The director pointed out that fake products sold online included bags, perfumes, watches, cosmetic products and others.
Shops and warehouses found to be selling counterfeit goods were also shut down by the DED.
Behzad urged consumers to resist temptations of opting for or promoting fake products, which negatively affect the rights of traders and the health and safety of consumers.
In 2017, over 26 million fake goods worth AED1 billion ($270m) were seized in Dubai.
Last week, the CEO of a start up selling pre-owned, original designer goods said the biggest problem facing luxury brands is authenticity.
Kunal Kapoor launched Dubai-based The Luxury Closet in 2012 to allow users to sell and buy genuine, ‘pre-loved’ goods online and in store.
“Companies like us are really good for brands because we spend a lot of resources to make sure the item is authentic,” he told Arabian Business.
"The biggest problem facing luxury brands is authenticity and counterfeit items in the market."

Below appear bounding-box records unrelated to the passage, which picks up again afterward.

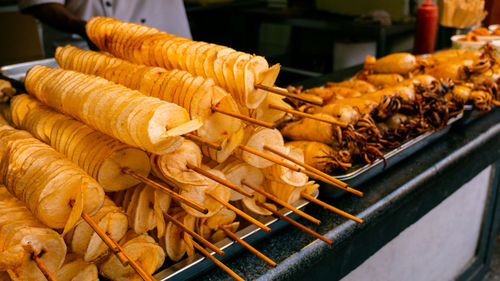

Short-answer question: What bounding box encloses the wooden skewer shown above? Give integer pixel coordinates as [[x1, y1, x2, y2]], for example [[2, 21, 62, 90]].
[[186, 163, 253, 198], [264, 145, 363, 196], [184, 133, 222, 151], [164, 211, 224, 256], [300, 191, 363, 223], [255, 84, 323, 105], [122, 167, 208, 214], [193, 238, 245, 281], [241, 179, 321, 224], [212, 106, 274, 129], [81, 209, 129, 266], [269, 104, 347, 128], [31, 253, 57, 281], [81, 212, 155, 281], [219, 225, 277, 267], [205, 192, 271, 232], [264, 145, 347, 187], [113, 234, 156, 281], [256, 201, 333, 245], [239, 144, 356, 192]]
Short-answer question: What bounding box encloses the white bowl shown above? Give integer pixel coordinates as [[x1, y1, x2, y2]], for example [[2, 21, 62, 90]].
[[451, 35, 500, 57], [488, 24, 500, 32]]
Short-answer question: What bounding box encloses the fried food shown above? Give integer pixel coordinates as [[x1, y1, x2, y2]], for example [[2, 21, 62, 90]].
[[99, 231, 165, 281], [86, 17, 280, 109], [65, 197, 128, 262], [55, 45, 242, 142], [215, 157, 264, 201], [0, 125, 104, 233], [0, 185, 66, 280], [26, 65, 201, 154], [55, 254, 99, 281], [9, 94, 151, 191]]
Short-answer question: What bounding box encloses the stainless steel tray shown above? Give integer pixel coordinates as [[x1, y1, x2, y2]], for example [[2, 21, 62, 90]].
[[318, 114, 463, 198], [0, 58, 59, 82], [0, 59, 319, 281], [154, 189, 319, 281]]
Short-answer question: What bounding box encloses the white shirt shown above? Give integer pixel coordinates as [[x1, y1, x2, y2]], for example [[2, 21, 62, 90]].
[[19, 0, 191, 56]]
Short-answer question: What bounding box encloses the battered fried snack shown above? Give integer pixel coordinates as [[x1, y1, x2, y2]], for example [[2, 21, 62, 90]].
[[0, 125, 104, 233], [55, 45, 242, 142], [25, 65, 201, 154], [99, 231, 165, 281], [86, 17, 279, 109], [9, 94, 151, 191], [0, 185, 66, 280], [65, 197, 128, 262]]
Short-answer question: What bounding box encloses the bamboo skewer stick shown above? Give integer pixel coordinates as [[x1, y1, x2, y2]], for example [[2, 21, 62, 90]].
[[264, 145, 363, 196], [300, 191, 363, 223], [184, 133, 222, 150], [186, 163, 253, 198], [264, 145, 348, 188], [205, 192, 271, 232], [212, 106, 274, 129], [81, 212, 129, 266], [241, 179, 321, 224], [239, 144, 348, 192], [193, 238, 245, 281], [255, 84, 323, 105], [31, 253, 57, 281], [219, 225, 277, 267], [269, 104, 347, 128], [81, 212, 155, 281], [164, 214, 224, 256], [256, 202, 333, 245], [122, 167, 208, 214]]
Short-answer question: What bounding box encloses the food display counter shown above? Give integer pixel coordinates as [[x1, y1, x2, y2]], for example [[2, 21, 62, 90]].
[[200, 75, 500, 280], [0, 14, 500, 281]]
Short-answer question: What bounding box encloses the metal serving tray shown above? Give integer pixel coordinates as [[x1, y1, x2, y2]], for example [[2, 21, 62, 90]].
[[0, 58, 319, 281], [0, 58, 59, 82], [318, 113, 463, 198]]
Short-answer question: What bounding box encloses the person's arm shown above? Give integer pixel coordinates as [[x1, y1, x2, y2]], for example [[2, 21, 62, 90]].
[[21, 3, 98, 50], [22, 3, 87, 38]]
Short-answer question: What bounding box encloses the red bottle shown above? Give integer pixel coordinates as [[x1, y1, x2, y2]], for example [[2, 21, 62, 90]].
[[413, 0, 438, 55]]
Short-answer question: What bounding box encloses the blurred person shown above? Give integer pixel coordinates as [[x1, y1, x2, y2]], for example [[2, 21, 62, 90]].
[[18, 0, 191, 57]]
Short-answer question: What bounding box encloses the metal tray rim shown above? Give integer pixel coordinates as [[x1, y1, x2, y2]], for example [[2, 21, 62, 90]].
[[332, 113, 463, 181]]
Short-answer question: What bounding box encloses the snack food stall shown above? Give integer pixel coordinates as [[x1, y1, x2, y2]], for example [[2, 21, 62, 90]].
[[0, 1, 500, 281]]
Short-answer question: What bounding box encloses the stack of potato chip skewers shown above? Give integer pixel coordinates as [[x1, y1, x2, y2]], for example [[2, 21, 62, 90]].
[[0, 16, 370, 278]]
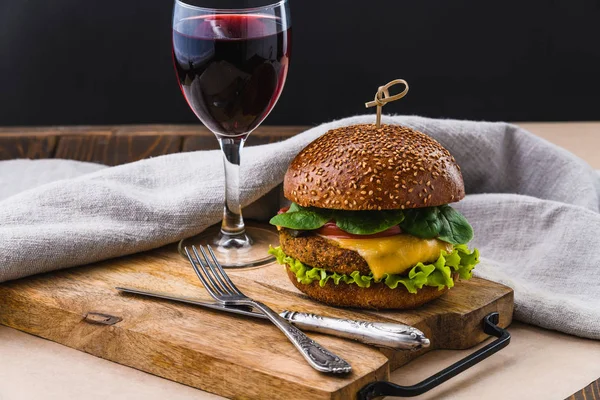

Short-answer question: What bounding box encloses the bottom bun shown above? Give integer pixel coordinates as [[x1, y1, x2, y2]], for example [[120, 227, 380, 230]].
[[285, 265, 456, 310]]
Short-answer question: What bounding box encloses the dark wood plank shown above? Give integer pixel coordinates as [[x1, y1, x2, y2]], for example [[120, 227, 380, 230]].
[[565, 379, 600, 400], [0, 124, 308, 165], [0, 135, 57, 160], [0, 245, 513, 400], [55, 132, 182, 165]]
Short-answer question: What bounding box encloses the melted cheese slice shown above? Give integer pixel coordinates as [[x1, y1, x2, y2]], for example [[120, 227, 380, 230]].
[[326, 234, 452, 279]]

The start-up ships worldwide and has an estimated 20,000 stock base, adding products worth over $5 million on a monthly basis. All creations go through an authentication process to confirm originality, and consumers are offered refund guarantees in case of falsification.
Kapoor said he "clearly saw a huge pain point” for consumers, adding, “If we shift consumer practice from buying counterfeit to buying pre-owned, it’s really good for the industry.”